Addressing adverse natural events is not only essential given their severe impact on lives and the environment; they are also reshaping the economic risk landscape. The World Economic Forum (WEF) highlights that climate-related challenges will be among the most decisive global factors over the next decade.
The 2026 Climate and Catastrophe Insight report from Aon analyzes developments in 2025: globally, economic losses from natural disasters were estimated at 260 billion dollars. Although this is the lowest figure recorded since 2015, the report highlights a structural shift in climate-related impacts: so-called secondary risks—such as severe storms, wildfires, localized flooding, and heatwaves—are already generating greater losses for insurance companies than major hurricanes, earthquakes, and other traditional catastrophes. This shift matters because many of these risks are more frequent and harder to predict than more severe events.

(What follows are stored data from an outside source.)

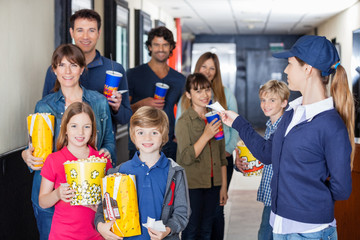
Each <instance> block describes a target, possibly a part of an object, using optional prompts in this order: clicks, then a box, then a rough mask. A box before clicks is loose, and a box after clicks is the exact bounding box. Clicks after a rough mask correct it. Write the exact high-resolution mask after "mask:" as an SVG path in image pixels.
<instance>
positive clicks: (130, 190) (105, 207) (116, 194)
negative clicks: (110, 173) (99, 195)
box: [102, 173, 141, 237]
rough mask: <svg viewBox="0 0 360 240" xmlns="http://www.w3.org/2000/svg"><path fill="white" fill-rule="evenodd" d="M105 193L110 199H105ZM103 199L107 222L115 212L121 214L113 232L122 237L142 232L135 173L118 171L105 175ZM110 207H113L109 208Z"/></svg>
mask: <svg viewBox="0 0 360 240" xmlns="http://www.w3.org/2000/svg"><path fill="white" fill-rule="evenodd" d="M105 195H108V197H109V198H110V200H109V199H108V200H107V201H106V200H104V196H105ZM102 199H103V207H104V219H105V221H106V222H109V221H110V218H111V215H112V214H113V213H114V212H116V211H118V213H119V215H120V216H119V217H118V218H116V221H115V223H114V225H113V226H112V232H114V233H115V234H116V235H118V236H120V237H131V236H136V235H140V234H141V226H140V220H139V210H138V201H137V193H136V184H135V176H134V175H126V174H120V173H116V174H111V175H108V176H106V177H104V178H103V179H102ZM109 204H110V205H111V206H109ZM110 207H111V208H113V209H111V210H109V208H110ZM114 210H115V211H114Z"/></svg>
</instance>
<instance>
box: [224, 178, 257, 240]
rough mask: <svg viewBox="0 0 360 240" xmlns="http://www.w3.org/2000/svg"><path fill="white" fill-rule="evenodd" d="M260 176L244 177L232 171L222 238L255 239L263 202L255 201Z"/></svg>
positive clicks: (225, 209) (231, 239) (244, 239)
mask: <svg viewBox="0 0 360 240" xmlns="http://www.w3.org/2000/svg"><path fill="white" fill-rule="evenodd" d="M260 179H261V176H252V177H244V176H243V175H242V173H239V172H236V171H234V173H233V176H232V179H231V182H230V187H229V200H228V203H227V204H226V206H225V208H224V211H225V238H224V240H240V239H241V240H256V239H257V231H258V229H259V225H260V221H261V214H262V209H263V206H264V205H263V203H261V202H258V201H256V193H257V189H258V187H259V184H260Z"/></svg>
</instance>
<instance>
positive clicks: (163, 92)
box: [154, 83, 170, 99]
mask: <svg viewBox="0 0 360 240" xmlns="http://www.w3.org/2000/svg"><path fill="white" fill-rule="evenodd" d="M155 86H156V88H155V94H154V98H155V99H165V96H166V93H167V91H168V89H169V88H170V87H169V85H167V84H165V83H156V84H155Z"/></svg>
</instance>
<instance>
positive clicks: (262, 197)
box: [256, 116, 282, 206]
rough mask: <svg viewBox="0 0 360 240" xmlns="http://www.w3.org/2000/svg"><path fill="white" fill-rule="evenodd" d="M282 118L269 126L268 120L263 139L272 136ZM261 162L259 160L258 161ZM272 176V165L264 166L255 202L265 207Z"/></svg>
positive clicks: (266, 124)
mask: <svg viewBox="0 0 360 240" xmlns="http://www.w3.org/2000/svg"><path fill="white" fill-rule="evenodd" d="M281 118H282V116H281V117H279V119H278V120H276V122H275V123H274V124H271V120H270V119H269V120H268V121H267V122H266V130H265V136H264V139H266V140H267V139H269V138H270V136H271V134H273V133H274V132H275V130H276V128H277V126H278V123H279V122H280V120H281ZM260 161H261V160H260ZM272 176H273V169H272V164H270V165H265V166H264V168H263V173H262V177H261V182H260V186H259V189H258V192H257V199H256V200H257V201H259V202H263V203H264V205H265V206H271V187H270V183H271V179H272Z"/></svg>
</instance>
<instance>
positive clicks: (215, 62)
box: [176, 52, 239, 240]
mask: <svg viewBox="0 0 360 240" xmlns="http://www.w3.org/2000/svg"><path fill="white" fill-rule="evenodd" d="M194 72H196V73H202V74H204V75H205V76H206V78H207V79H208V81H209V82H210V83H211V88H212V90H213V94H212V101H213V102H215V101H218V102H219V103H220V104H221V106H223V107H224V108H225V109H227V110H231V111H234V112H236V113H237V112H238V107H237V102H236V98H235V96H234V94H233V93H232V92H231V91H230V89H228V88H227V87H225V86H224V85H223V83H222V78H221V71H220V61H219V58H218V56H217V55H216V54H215V53H211V52H205V53H204V54H202V55H201V56H200V57H199V59H198V60H197V62H196V64H195V70H194ZM189 107H190V100H189V99H188V98H187V97H186V92H184V94H183V96H182V97H181V98H180V101H179V104H178V108H177V112H176V121H177V119H179V118H180V116H181V114H182V112H184V111H185V110H186V109H188V108H189ZM223 129H224V137H225V154H226V160H227V161H228V165H227V173H226V174H227V186H228V188H229V185H230V181H231V177H232V174H233V171H234V159H233V155H232V152H233V151H234V150H235V148H236V144H237V142H238V141H239V135H238V133H237V131H236V130H235V129H233V128H231V127H228V126H226V125H223ZM224 228H225V220H224V206H220V205H219V206H218V207H217V211H216V217H215V221H214V224H213V229H212V234H211V235H212V237H211V239H213V240H217V239H223V238H224Z"/></svg>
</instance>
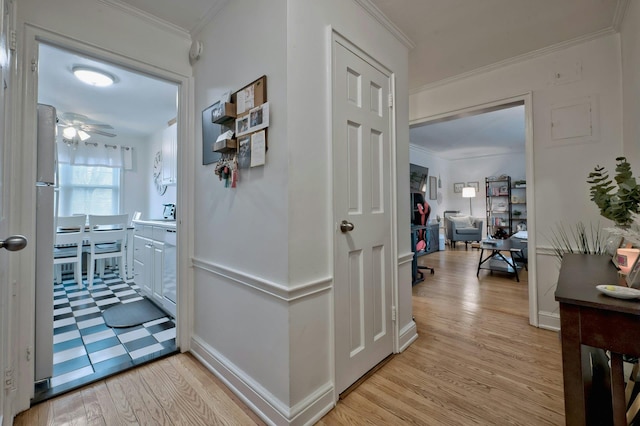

The growing visibility of these hazards is prompting companies and institutions to reassess their investment and asset protection strategies. This new reality is driving more informed decisions, more efficient investment, and the development of more resilient infrastructure and assets.
The economic potential of adaptation
A growing body of economic analysis suggests that addressing climate change is not only urgent but can also deliver economic benefits over the medium and long term. The Organisation for Economic Co-operation and Development (OECD) estimates that integrated climate and growth strategies could raise G20 GDP by around 2.8% by 2050, and by close to 5% when accounting for avoided damages from adaptation. The OECD also notes that climate policies can deliver short-term benefits (around 1% of GDP) when they promote investment in sustainable projects and technological innovation.
Moreover, an increasing number of companies recognize that sustainability strategies not only respond to social needs or regulatory requirements, but can also drive innovation, growth, and new business opportunities, as highlighted in Morgan Stanley’s Sustainable Signals: Corporates 2025 report.
Resilience and opportunity in advancing the energy transition
As the energy transition progresses, critical infrastructure—including networks, storage, digitalization, and industrial systems—is becoming increasingly central. However, this new energy system must also be designed with climate risks in mind, ensuring flexibility and adaptability from the outset.
Investment in climate-adapted infrastructure, more robust energy systems, and advanced risk management tools can help reduce operational disruptions, protect supply chains, and enhance financial stability, creating new competitive opportunities.
For countries such as Spain, which aim to lead the energy transition and strengthen Europe’s strategic autonomy, the challenge is to advance toward a decarbonized economy while incorporating climate adaptation criteria. Integrating resilience into infrastructure, value chains, and business models not only helps mitigate risks but also enables countries and companies to capture the economic opportunities arising from the energy transition, such as the development of new industrial projects.
In a global environment shaped by climate and geopolitical uncertainty, resilience is emerging as a key strategic lever for growth. Companies and countries that invest early in preparedness and adaptation will be better positioned to protect their assets, attract investment, and lead the transition to a low-carbon economy.